In July 2018 (when we first published this piece), there was a minor uproar when Kardashian scion Kylie Jenner, who is all of 21, appeared on the cover of Forbes’s 60 richest self-made women issue. As many people pointed out, Jenner’s success would have been impossible if she hadn’t been born white, healthy, rich, and famous. She built a successful cosmetics company — now valued at $900 million, according to Forbes — not just with hard work but on a towering foundation of good luck.
Around the same time, there was another minor uproar when Refinery29 published “A Week in New York City on $25/Hour,” an online diary by someone whose rent and bills are paid for by her parents. It turns out $25 an hour goes a lot further if you have no expenses!

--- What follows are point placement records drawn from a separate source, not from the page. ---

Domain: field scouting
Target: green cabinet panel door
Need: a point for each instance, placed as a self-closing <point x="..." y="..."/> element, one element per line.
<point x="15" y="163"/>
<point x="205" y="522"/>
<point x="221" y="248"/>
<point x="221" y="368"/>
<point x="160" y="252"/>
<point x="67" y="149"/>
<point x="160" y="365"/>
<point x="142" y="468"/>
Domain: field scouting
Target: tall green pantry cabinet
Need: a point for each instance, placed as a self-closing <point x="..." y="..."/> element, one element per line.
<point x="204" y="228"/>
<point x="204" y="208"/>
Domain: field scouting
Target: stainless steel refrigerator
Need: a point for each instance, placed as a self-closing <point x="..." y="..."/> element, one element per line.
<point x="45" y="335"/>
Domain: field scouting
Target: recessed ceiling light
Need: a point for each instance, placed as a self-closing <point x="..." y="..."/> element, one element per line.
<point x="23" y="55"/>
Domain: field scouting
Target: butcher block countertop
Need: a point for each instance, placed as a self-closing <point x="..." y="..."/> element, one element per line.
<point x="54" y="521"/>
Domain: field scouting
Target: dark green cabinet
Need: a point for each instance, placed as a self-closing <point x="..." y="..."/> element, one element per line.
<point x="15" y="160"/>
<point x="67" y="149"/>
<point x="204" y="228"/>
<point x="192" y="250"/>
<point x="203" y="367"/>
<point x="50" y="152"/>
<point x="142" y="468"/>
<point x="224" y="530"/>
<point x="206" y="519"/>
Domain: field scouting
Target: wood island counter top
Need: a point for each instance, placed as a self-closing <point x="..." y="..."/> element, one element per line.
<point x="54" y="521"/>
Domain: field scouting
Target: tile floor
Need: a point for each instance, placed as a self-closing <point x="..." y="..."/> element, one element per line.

These episodes illustrate what seems to be one of the enduring themes of our age: socially dominant groups, recipients of myriad unearned advantages, willfully refusing to acknowledge them, despite persistent efforts from socially disadvantaged groups. This is not a new theme, of course — it waxes and wanes with circumstance — but after a multi-decade rise in inequality, it has come roaring back to the fore.
Of course, socially dominant groups have every incentive to ignore luck. And they have found a patron saint in President Trump, who once claimed, “My father gave me a very small loan in 1975, and I built it into a company that’s worth many, many billions of dollars.”